# Ventilation for Arboreal+Terrestrial T - Laser cut plexi/acrylic



## CBickert (Aug 23, 2014)

Hello all

I have access to a laser cutter at my university (I am an architecture grad student) and I am able to create perfectly cut plexi lids for 2.5, 5, 10, 20, etc gallon aquariums.

My question is this. I have plans to create both terrestrial and arboreal enclosures with 10 gallon aquariums for $13 dollars each + price of acrylic. I have attached an image of the amount of holes to allow for ventilation.
Could you guide me to the correct amount of holes? 

I have used the search function but I need a specific amount, and since I am not using 1" or 2"+ round screened vents I feel like my specific case in unique (not original by any means).

I will be housing anything from a G. rosea, B. smithi, N. chromatus, OBT, LP, GBB for terrestrial and an Avic. sp, P. irminia, H. mac, and potentially a poeci. (my point is that there are different types from different locations with different moisture/humidity needs.)

That being said I can customize each lid for a certain species. 

Thank you in advance for any input. 
PDF is attached below

View attachment 10 Gal lid.pdf


----------



## samatwwe (Aug 24, 2014)

I think the design in the picture looks good although I would personally add a row of ventilation 3 holes wide in the middle of each column, connecting them. Like the letter "H". I like a decent amount of ventilation, but not too much. That would be awesome if you made some of these to sell affordably to some members here on the board...:sarcasm: I have been needing one for my 20 gallon long T. Stirmi enclosure and I would sure buy one... lol


----------



## JZC (Aug 24, 2014)

Yeah, if you priced these aggressively I'm sure you'd sell a bunch. I love acrylic enclosures, but most are so freaking expensive.


----------



## HungryGhost (Aug 24, 2014)

I would change two things. 
For the terrestrial lid I would skip the hinge and just make the lid from one piece. This will make access to the enclosure easier for maintenance, etc.
The arboreal set up looks good but I would have the vent holes stop several inches from the top to help hold in humidity.

You're so lucky to have the laser cutter available!


----------



## viper69 (Aug 24, 2014)

If you know people with screen vents just calculate their area and use the appropriate size drill bit to make smaller holes equalling the same area. That's what I did.

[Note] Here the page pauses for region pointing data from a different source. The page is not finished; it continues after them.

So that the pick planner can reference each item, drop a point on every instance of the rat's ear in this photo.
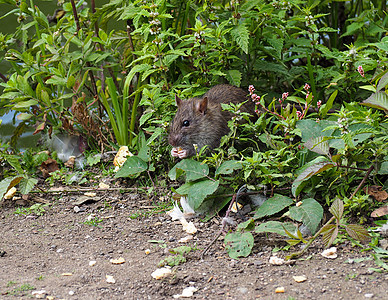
(178, 101)
(202, 105)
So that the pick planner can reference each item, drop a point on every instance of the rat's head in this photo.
(186, 127)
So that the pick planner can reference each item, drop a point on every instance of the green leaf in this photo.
(272, 206)
(310, 213)
(234, 77)
(357, 232)
(378, 100)
(93, 159)
(318, 145)
(228, 167)
(27, 184)
(136, 69)
(239, 244)
(276, 227)
(7, 184)
(194, 170)
(240, 35)
(383, 168)
(246, 226)
(133, 165)
(383, 82)
(25, 104)
(14, 162)
(337, 209)
(329, 234)
(318, 165)
(197, 191)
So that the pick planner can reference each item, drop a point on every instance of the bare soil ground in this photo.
(52, 253)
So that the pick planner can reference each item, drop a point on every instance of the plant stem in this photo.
(362, 181)
(300, 253)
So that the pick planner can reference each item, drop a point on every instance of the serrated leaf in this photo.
(133, 165)
(272, 206)
(318, 145)
(329, 234)
(194, 170)
(276, 227)
(227, 167)
(25, 104)
(7, 184)
(310, 213)
(27, 184)
(337, 209)
(240, 35)
(239, 244)
(357, 232)
(378, 100)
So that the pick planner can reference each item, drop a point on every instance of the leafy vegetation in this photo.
(319, 81)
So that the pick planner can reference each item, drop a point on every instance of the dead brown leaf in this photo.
(381, 211)
(376, 192)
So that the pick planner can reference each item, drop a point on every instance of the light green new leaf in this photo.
(133, 165)
(272, 206)
(239, 244)
(227, 167)
(318, 165)
(240, 35)
(194, 170)
(310, 213)
(318, 145)
(357, 232)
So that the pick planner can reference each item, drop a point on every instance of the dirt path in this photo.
(52, 253)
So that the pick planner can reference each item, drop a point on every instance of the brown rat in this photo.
(202, 121)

I agree with above if you sell them cheap we'd buy them. The ones in the USA are way overpriced


----------



## CBickert (Aug 24, 2014)

HungryGhost said:


> I would change two things.
> For the terrestrial lid I would skip the hinge and just make the lid from one piece. This will make access to the enclosure easier for maintenance, etc.
> The arboreal set up looks good but I would have the vent holes stop several inches from the top to help hold in humidity.
> 
> You're so lucky to have the laser cutter available!

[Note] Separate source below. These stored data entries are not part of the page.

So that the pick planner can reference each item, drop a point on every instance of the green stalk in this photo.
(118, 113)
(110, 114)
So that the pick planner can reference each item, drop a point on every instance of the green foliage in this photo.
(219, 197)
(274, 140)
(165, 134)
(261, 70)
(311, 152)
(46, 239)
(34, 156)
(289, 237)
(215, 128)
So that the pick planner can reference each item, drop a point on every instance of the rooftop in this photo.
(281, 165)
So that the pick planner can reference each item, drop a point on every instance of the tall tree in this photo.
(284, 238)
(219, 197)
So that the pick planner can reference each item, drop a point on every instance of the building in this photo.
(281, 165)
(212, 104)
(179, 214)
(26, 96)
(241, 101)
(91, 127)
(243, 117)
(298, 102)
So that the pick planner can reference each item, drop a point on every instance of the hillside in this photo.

Thank you for the input! I will take away a few rows of holes near the top. And I am lucky! I'm trying to make around 30 lids before I leave for future enclosures. I am going to miss this thing. lol



viper69 said:


> If you know people with screen vents just calculate their area and use the appropriate size drill bit to make smaller holes equalling the same area. That's what I did.
> 
> I agree with above if you sell them cheap we'd buy them. The ones in the USA are way overpriced


That's a good tip, I will take that into mind. If I had the disposable cash and time I might try some prototypes to sell. But I couldn't supply people over the years since I graduate and move in about a year.


----------



## viper69 (Aug 24, 2014)

CBickert said:


> Thank you for the input! I will take away a few rows of holes near the top. And I am lucky! I'm trying to make around 30 lids before I leave for future enclosures. I am going to miss this thing. lol
> 
> 
> 
> That's a good tip, I will take that into mind. If I had the disposable cash and time I might try some prototypes to sell. But I couldn't supply people over the years since I graduate and move in about a year.

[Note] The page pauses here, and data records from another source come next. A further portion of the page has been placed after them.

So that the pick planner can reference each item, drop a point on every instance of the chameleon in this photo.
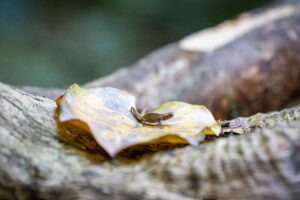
(153, 119)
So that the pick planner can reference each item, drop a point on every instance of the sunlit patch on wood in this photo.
(105, 114)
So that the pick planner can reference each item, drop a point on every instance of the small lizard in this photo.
(153, 119)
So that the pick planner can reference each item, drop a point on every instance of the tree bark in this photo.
(241, 67)
(36, 163)
(256, 70)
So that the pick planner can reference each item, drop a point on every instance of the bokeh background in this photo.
(59, 42)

Suppliers come and go. If you want a prototype tester, let me know, I'll sign up. PM me if you like.


----------



## pyro fiend (Aug 25, 2014)

i think they are a great idea tho it kinda depends where your at on how many holes imho. ei someone in the desert may get away with the same amount of holes for both desert and tropicals. but some with little more humid climate may need a few more holes 

personally i have something kind of similar on a herp cage except it opens right to left so i can maintain one side at a time. its 36*18*18 so its split right down the middle in 18 in sq's on a henge.. tbh. im both glad and sad i did it.. its for a snake so i can keep the snake in wiel i do maintenance. however you confine you own working space its not fun 90% the time i just lift mine off entirely now. just fold and lift [less chance of it falling over] its just that much of a hastle.. also have one of those you buy from pet stores that folds front to back.. yea i couldnt do that with anything its rotting in my closet lol so id imagine a 2-3inch lip would be annoying as heck. plus would need to have a wall behind it or siliconed down to reduce risk of it toppling over.


----------